At some point, the 8% pigeon will come home to roost, exhausted. Whilst I’m very cognisant of Stephanie’s comment above, because never-say-never, I’m not yet convinced a full Farage flourish will eventuate here in New Zealand….yet. A lot depends on what happens post 2026. If New Zealand gets more of this Luxon lead crap or Neoliberal Chippy rocks on in, then all bets are off. And frankly, that is not just possible, it’s plausible.

However, that said, I believe Seymour is running out of ammo - mostly through his impossible to stomach smirking arrogance - and as a result, he is running short of firepower because, let’s face it, he’s a genuine, solid gold, arsehole.

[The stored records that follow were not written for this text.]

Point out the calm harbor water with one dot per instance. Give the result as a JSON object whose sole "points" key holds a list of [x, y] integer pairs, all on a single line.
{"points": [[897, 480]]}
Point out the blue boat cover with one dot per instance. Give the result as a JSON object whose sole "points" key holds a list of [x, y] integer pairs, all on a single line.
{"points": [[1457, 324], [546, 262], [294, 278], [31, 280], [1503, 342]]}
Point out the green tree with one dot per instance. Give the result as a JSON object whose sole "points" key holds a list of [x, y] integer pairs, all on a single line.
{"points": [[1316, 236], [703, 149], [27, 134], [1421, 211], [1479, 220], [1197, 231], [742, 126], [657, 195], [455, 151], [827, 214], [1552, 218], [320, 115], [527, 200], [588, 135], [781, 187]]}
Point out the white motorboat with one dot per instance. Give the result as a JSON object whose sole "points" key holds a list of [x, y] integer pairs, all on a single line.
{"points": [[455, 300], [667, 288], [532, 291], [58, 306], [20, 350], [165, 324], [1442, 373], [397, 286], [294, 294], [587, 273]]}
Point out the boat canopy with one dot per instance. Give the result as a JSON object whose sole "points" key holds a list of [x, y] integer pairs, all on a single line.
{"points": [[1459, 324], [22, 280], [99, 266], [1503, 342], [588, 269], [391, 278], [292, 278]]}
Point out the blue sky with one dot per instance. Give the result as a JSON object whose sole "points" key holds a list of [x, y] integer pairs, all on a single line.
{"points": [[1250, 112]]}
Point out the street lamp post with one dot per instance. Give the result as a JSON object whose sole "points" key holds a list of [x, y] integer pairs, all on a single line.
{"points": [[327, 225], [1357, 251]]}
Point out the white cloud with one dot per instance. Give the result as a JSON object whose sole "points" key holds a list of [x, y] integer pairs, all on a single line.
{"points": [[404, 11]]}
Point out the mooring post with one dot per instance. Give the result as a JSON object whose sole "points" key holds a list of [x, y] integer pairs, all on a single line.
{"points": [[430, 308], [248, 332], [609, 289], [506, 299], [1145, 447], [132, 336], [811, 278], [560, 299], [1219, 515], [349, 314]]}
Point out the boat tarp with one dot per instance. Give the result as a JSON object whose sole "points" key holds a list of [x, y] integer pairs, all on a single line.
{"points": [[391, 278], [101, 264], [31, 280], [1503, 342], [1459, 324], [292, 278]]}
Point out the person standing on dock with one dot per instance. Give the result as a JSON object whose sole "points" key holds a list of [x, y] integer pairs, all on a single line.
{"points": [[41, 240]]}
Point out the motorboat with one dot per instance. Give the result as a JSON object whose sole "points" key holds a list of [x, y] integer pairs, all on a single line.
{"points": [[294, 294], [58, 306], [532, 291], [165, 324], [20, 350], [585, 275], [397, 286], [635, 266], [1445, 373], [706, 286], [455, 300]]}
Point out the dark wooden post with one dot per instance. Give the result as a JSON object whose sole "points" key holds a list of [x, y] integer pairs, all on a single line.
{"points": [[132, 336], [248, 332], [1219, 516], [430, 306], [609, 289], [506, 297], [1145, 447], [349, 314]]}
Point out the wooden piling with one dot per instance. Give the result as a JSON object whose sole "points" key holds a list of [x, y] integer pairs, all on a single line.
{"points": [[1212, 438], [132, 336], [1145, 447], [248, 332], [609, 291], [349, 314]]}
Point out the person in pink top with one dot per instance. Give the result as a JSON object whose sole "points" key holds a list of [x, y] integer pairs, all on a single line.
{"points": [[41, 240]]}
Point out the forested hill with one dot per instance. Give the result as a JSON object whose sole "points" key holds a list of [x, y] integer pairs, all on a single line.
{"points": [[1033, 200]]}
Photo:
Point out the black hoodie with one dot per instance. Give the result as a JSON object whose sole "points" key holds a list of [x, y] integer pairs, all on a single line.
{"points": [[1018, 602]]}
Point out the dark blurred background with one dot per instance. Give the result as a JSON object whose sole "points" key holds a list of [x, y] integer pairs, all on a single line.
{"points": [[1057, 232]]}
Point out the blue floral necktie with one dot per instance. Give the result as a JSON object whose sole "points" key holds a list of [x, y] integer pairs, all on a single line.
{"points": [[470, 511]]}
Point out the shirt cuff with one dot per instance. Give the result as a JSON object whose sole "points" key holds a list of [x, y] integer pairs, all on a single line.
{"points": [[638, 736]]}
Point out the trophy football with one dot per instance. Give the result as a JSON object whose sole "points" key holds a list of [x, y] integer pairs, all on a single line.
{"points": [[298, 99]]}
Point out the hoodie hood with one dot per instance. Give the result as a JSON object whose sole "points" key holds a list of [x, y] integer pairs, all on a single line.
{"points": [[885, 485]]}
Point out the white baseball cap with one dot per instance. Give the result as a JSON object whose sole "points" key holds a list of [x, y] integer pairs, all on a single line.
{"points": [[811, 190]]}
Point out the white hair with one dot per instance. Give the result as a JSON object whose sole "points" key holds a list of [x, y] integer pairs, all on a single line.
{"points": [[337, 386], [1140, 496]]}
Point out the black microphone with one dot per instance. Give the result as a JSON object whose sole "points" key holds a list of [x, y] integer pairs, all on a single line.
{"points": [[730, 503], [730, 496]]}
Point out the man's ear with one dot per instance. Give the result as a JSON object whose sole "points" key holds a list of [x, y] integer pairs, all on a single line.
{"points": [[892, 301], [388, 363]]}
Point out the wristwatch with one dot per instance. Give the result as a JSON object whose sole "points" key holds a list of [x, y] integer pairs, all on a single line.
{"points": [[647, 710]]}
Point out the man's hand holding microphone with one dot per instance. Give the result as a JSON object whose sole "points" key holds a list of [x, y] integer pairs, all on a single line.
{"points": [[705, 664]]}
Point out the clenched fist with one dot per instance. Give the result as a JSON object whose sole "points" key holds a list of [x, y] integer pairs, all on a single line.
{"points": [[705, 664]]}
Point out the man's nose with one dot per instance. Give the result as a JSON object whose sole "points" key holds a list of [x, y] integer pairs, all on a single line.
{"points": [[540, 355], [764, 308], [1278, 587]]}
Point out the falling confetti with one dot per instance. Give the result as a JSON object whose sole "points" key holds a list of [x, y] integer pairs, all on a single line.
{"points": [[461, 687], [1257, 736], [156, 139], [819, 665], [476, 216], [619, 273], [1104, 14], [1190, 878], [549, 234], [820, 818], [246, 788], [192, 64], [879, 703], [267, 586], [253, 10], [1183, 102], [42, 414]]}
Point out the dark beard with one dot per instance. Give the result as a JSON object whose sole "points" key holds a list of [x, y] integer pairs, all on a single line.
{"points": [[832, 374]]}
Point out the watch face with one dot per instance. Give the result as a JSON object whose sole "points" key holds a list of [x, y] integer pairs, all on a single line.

Even if Luxon ( big if) is re-elected and not rolled, weak and feckless as he is, the party will not allow him to make his amateur moves in coalition negotiations ever again. They now know beyond any doubt that Luxon cannot remotely deliver what he promises on his tin. His ‘I ran an airline’ mystique is done and dusted.

As a result, I think Seymour’s tenuous hold on power is rapidly diminishing, although he might put on his pink pants and do one final pirouette for his sad sack fans. In reality, it was only Luxon’s feeble and feckless leadership that facilitated Seymour’s ability to be a dangerous nuisance.

What’s next? Well, that worries me far more than ‘Dancing with Stars’ boy because New Zealand is running out of time to arrest its decline and there doesn’t appear to be a clear-eyed solution in sight.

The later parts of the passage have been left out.